A metodologia agora proposta transforma os centros de investigação, entidades que se desenvolveram e consolidaram ao longo dos últimos 20 e poucos anos, em estruturas voláteis que se criam e desaparecem ao ritmo dos ciclos de avaliação.

Subjacente a esta proposta, está uma política e uma ideologia assentes na precarização de todo o tipo de vínculos. A projectalização está para as unidades de investigação como a precariedade para os trabalhadores. É uma das faces da ideologia dominante, que alguns designam por neoliberal, para quem instituições e respectivos trabalhadores devem ser o mais flexíveis e descartáveis possível.

IV. O sistema de avaliação dos centros de investigação baseava-se até aqui no trabalho efectuado no passado. Apesar de todos os defeitos e de justificadas críticas, este sistema permitia a existência de critérios potencialmente objectivos com base num período longo de avaliação, e que compreendia para além de critérios mais objectivos como produção científica de artigos, patentes, orientações científicas, visitas aos centros. Estas visitas permitiam aos avaliadores estrangeiros uma melhor compreensão da realidade diversa e concreta dos diferentes centros, bem como aos investigadores dos centros discussões com os avaliadores.

O novo sistema, baseando-se mais na avaliação de um projecto de intenções para o futuro torna-se muito mais subjectivo. Permite ao Governo reduzir o financiamento da investigação, alegando que só financiou os projectos competitivos.

V. Esta subjectividade está já a gerar muitas dúvidas e apreensões na comunidade científica. O regulamento regula pouco e deixa muito ao critério dos avaliadores. Desconhecendo as regras, equipas e investigadores procuram adivinhar quais serão os critérios dos avaliadores, o que será ou não valorizado, quais serão as propostas ganhadoras. Numa visão ingénua, a reconfiguração da rede irá sorrir àqueles que melhor souberem interpretar sinais e adivinhar o pensamento dos especialistas, algo semelhante a um jogo de sorte e azar.

Os mais avisados, porém, hão-de desconfiar: a subjectividade tende normalmente a favorecer os mais consolidados e os mais próximos dos poderes.
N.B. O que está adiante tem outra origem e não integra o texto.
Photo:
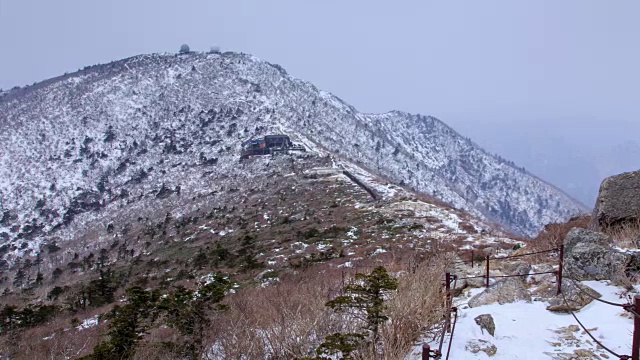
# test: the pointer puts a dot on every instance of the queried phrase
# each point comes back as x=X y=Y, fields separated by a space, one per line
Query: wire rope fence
x=449 y=323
VI. Este processo de seriação induz, é esse o objectivo, o aumento da competição entre as diversas unidades de investigação. A desregulamentação patente na proposta de regulamento tornará esta competição mais selvagem. É uma outra face da ideologia dominante, onde impera uma lógica social-darwinista, em que o princípio da competitividade se sobrepõe ao da cooperação, da coesão nacional e do equilíbrio das regiões, nomeadamente no que à política científica diz respeito.

VII. O método de financiamento do passado, embora cheio de problemas, tinha o condão de atribuir a muitos centros um financiamento regular, plurianual, que, não sendo na maior parte dos casos muito elevado, permitia mesmo assim a manutenção de alguma actividade e corrigir o rumo na eventualidade da não obtenção de financiamento em contextos competitivos. Para além deste aspecto de sobrevivência básica em circunstâncias negativas, o facto de ser plurianual e estabelecido com base na actividade passada, permitia aos centros assumirem o risco de lançarem áreas de investigação exploratórias, oferecerem condições aos seus investigadores mais jovens para estabelecerem equipas, entre outros aspectos.

Apesar dos problemas e dos muitos incumprimentos, a verdade é que o sistema actual produziu resultados positivos na investigação nacional, permitindo algum um equilíbrio na distribuição das verbas pelas várias as áreas de saber, em pé de igualdade em termos de dignidade e importância. Em vez de procurar corrigir os erros do modelo actual, aumentando a sua transparência e a sua previsibilidade, o que este regulamento e a política de que decorre podem provocar é o desabar dos seus alicerces, comprometendo o trabalho de muitos anos de centros de investigação que não venham ser financiados e, assim, os resultados científicos que de há vários anos para cá vêm crescendo de forma sustentável.